Levetiracetam is a new AED with proven effectiveness in treating both partial and generalized seizures . As far as we know, the literature includes just two studies that report cutaneous drug reactions following levetiracetam use. One report showed that, out of 1,890 patients, 2.8 percent had developed cutaneous side effects associated with the use of antiepileptic drugs. Maculopapular cutaneous side effects were observed in 0.6 percent of the patients who had used levetiracetam. But SJS-type cutaneous side effects were not observed in any of the patients who had been using levetiracetam . However, Beswick et al did report reticular-style rashes following levetiracetam tb use in a 46-year-old female patient with a brain tumor . In addition, Cotton et al and Patwardhan et al recommended the use of levetiracetam for patients who had developed cutaneous side effects like SJS and cutaneous hypersensitivity reactions following aromatic anticonvulsant drugs such as phenytoin and carbamazepine [4, 5]. To reduce the risk of allergic reactions, AED drugs are usually initiated in low doses, then the dose is gradually increased . The initial dose of levetiracetam, in our case, was 500 mg/day and no skin reaction was observed during that period. The cutaneous side effects were observed after the dosage had been increased to 1,000 mg/day.

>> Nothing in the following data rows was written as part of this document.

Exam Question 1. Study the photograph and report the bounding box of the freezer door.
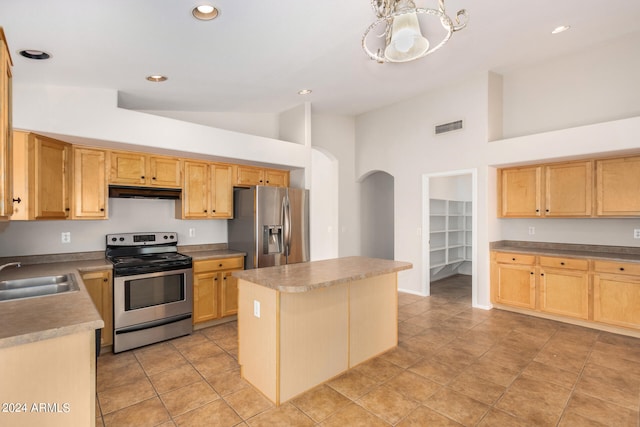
[283,188,309,264]
[255,186,286,268]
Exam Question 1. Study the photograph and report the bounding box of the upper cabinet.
[233,165,289,187]
[11,131,71,219]
[109,151,182,188]
[596,156,640,216]
[71,146,108,219]
[176,160,233,219]
[0,27,13,220]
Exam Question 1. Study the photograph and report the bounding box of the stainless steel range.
[106,233,193,353]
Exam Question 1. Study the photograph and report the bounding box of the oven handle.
[115,314,191,335]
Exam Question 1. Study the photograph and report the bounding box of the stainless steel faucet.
[0,262,22,271]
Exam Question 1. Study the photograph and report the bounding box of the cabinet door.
[596,156,640,216]
[181,161,209,219]
[234,166,264,186]
[0,29,13,219]
[82,271,113,347]
[193,272,220,324]
[539,268,589,320]
[495,263,536,309]
[109,151,147,185]
[72,147,108,219]
[211,165,233,218]
[264,169,289,187]
[29,134,71,219]
[544,161,593,217]
[593,274,640,329]
[498,166,542,218]
[220,271,238,317]
[147,156,182,187]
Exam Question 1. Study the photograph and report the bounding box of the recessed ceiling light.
[147,74,168,82]
[18,49,51,60]
[191,4,220,21]
[551,25,571,34]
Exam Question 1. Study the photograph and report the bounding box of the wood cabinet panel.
[498,166,542,218]
[71,146,108,219]
[596,156,640,216]
[82,270,113,347]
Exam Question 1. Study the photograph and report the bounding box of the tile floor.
[96,276,640,427]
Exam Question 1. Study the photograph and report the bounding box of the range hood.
[109,185,182,200]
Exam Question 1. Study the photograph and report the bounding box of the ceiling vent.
[435,120,462,135]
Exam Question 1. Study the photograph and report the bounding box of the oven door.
[113,268,193,330]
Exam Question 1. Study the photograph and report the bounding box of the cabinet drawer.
[496,252,536,265]
[193,257,244,273]
[593,261,640,275]
[540,256,589,271]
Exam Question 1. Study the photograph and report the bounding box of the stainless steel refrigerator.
[228,186,309,269]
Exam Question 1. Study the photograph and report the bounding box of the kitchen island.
[233,257,412,405]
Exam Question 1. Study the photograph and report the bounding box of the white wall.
[504,33,640,138]
[0,199,227,257]
[311,114,360,257]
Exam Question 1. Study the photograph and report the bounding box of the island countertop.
[232,256,413,293]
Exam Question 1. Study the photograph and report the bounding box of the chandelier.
[362,0,468,64]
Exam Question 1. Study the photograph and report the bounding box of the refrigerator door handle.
[282,194,291,263]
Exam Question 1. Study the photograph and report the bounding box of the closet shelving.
[429,199,472,273]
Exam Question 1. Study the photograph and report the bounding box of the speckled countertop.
[0,244,245,348]
[490,240,640,263]
[232,257,413,293]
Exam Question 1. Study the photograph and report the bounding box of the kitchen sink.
[0,274,79,301]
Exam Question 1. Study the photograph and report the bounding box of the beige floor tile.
[291,384,352,422]
[356,386,418,424]
[223,387,275,420]
[495,376,571,425]
[320,403,391,427]
[396,406,462,427]
[384,371,442,402]
[424,387,490,426]
[327,371,377,400]
[104,396,171,427]
[149,365,202,394]
[160,380,220,417]
[247,403,315,427]
[174,399,242,427]
[98,378,156,415]
[560,393,640,427]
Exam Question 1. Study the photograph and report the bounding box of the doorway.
[422,169,477,306]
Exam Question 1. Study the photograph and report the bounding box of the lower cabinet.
[491,251,640,330]
[193,257,244,325]
[593,261,640,329]
[82,270,113,347]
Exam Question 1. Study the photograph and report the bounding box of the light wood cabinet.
[538,256,589,320]
[491,252,536,309]
[176,160,233,219]
[11,131,71,220]
[82,270,113,347]
[109,151,182,188]
[596,156,640,216]
[233,165,289,187]
[498,160,593,218]
[71,146,108,219]
[193,257,244,325]
[0,27,13,220]
[593,261,640,329]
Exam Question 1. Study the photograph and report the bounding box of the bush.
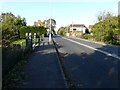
[82,34,93,39]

Levetiracetam is a new antiepileptic drug used in both partial and generalized seizure disorders. With the serious cutaneous and systemic side effects associated with anticonvulsants in the aromatic group, called the classical antiepileptics, new-generation antiepileptics are now regarded as alternative treatments for this disease. Although they are considered to be safe, in spite of the two cutaneous side effects reported for levetiracetam, EM was clearly observed in our case. Therefore, there is a need for greater awareness of both the systemic and the cutaneous side effects of levetiracetam.